Homem preocupado analisa boletos e cartões.
Imagem gerada por IA.

O problema é estrutural. E, por isso, tratá-lo como uma questão de educação financeira é uma explicação conveniente, mas rasa. O que está por trás desse cenário é uma combinação explosiva de renda pressionada, crédito caro, juros altos e inflação persistente. O resultado? Um consumidor sufocado, tentando equilibrar as contas básicas, como água, luz e gás, enquanto o cartão de crédito, que deveria ser ferramenta de conveniência, virou armadilha de sobrevivência.

O impacto no varejo digital

O dado mais preocupante é que 74% dessas dívidas estão atrasadas há mais de um ano, de acordo com o Serasa. Isso significa que o endividamento deixou de ser um contratempo passageiro para se tornar um estado permanente. E quando o endividamento se torna crônico, o impacto no varejo é inevitável: menos consumo, menos conversão e mais insegurança para o crescimento.

No e-commerce, essa relação é ainda mais direta. As compras online dependem fortemente do crédito e do parcelamento – motores que impulsionam as vendas, mas também refletem o grau de confiança entre o consumidor e o sistema. Quando essa confiança se rompe, todo o ecossistema sente: o consumidor hesita, o carrinho é abandonado, o faturamento desacelera.

Transformando inadimplência em oportunidade

E é nesse ponto que o varejo precisa mudar o olhar. O consumidor inadimplente não é o inimigo a ser cobrado, mas o cliente que precisa ser reconquistado. O setor precisa enxergar a inadimplência como um dado de comportamento, não apenas de risco. Isso exige empatia, tecnologia e estratégia.

Com o uso inteligente de dados, é possível identificar sinais de vulnerabilidade financeira antes que o problema aconteça e oferecer soluções reais, como planos de pagamento flexíveis, abordagens personalizadas e jornadas de renegociação mais humanas. É assim que se constrói lealdade: ajudando o cliente a voltar à superfície, e não empurrando-o ainda mais fundo.

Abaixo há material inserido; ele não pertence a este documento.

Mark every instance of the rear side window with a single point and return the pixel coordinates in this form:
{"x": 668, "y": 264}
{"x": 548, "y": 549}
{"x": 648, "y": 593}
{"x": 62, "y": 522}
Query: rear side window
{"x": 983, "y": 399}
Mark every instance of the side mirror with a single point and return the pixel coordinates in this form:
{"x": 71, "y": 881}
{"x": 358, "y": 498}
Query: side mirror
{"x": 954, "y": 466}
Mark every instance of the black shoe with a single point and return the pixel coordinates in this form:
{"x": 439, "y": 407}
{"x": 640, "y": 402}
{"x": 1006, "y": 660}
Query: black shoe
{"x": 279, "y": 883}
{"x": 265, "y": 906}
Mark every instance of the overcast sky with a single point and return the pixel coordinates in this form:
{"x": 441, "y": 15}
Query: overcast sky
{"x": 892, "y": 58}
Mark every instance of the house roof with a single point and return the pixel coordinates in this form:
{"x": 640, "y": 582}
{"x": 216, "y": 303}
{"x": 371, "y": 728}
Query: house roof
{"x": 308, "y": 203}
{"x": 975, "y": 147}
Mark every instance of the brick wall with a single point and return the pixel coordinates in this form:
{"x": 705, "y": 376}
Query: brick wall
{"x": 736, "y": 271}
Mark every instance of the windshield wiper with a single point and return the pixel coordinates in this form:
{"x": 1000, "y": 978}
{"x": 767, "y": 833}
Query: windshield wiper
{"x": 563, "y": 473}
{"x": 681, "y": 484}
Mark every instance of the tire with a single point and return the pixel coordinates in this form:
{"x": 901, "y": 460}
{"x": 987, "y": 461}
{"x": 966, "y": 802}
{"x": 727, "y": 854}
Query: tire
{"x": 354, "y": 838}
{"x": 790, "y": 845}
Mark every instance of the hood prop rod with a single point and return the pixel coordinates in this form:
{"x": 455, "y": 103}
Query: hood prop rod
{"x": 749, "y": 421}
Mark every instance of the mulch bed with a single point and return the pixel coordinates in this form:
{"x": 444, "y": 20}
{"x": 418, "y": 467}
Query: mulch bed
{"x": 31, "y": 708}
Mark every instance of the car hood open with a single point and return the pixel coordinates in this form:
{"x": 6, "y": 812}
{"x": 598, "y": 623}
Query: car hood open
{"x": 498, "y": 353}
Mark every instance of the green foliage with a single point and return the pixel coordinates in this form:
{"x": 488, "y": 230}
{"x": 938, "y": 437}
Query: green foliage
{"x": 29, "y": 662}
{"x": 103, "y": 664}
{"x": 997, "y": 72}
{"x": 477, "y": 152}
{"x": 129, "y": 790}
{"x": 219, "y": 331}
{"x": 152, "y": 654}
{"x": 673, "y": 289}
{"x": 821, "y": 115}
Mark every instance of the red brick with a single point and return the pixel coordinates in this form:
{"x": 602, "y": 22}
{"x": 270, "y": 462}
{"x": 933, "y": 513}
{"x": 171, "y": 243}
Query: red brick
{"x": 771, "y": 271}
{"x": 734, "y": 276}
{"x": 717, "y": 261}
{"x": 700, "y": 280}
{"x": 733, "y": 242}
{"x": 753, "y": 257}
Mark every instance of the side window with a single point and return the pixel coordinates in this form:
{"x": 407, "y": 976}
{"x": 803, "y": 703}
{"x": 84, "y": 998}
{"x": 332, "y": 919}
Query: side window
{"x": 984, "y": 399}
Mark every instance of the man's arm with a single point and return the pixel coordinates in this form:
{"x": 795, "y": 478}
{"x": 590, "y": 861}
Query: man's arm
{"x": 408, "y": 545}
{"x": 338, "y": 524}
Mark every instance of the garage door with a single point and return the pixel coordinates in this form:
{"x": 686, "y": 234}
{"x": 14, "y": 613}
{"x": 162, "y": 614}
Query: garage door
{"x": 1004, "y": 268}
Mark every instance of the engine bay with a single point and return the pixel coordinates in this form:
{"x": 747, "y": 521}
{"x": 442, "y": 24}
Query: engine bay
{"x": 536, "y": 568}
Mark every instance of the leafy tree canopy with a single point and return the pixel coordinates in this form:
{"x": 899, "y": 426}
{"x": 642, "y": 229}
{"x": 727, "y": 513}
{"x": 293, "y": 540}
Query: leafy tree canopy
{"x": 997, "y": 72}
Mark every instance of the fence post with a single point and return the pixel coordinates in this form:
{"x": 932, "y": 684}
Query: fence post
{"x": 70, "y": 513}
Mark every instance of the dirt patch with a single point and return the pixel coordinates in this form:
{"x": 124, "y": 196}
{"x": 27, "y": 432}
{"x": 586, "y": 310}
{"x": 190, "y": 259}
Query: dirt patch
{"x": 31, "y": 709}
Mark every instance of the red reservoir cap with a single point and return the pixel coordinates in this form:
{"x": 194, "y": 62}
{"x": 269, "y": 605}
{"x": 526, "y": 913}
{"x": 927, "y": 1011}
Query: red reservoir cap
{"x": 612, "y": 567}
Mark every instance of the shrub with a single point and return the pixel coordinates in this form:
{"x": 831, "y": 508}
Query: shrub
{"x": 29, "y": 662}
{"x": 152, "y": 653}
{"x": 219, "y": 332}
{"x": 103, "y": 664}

Muitos gostam de repetir que “educação financeira é a resposta”. Mas vamos ser francos: você não ensina alguém a nadar enquanto a pessoa já está se afogando. No auge da inadimplência, o que o consumidor precisa é de um colete salva-vidas, não de uma aula de natação. A educação é essencial, mas ela deve vir antes da crise, e o varejo pode ser um agente transformador nesse processo, criando experiências financeiras mais sustentáveis e menos punitivas.

Ignorar o endividamento é fechar os olhos para um dos maiores desafios (e oportunidades) da economia brasileira. O futuro do varejo digital não será definido apenas por quem vende mais, mas por quem entende melhor o consumidor, inclusive aquele que parou de comprar.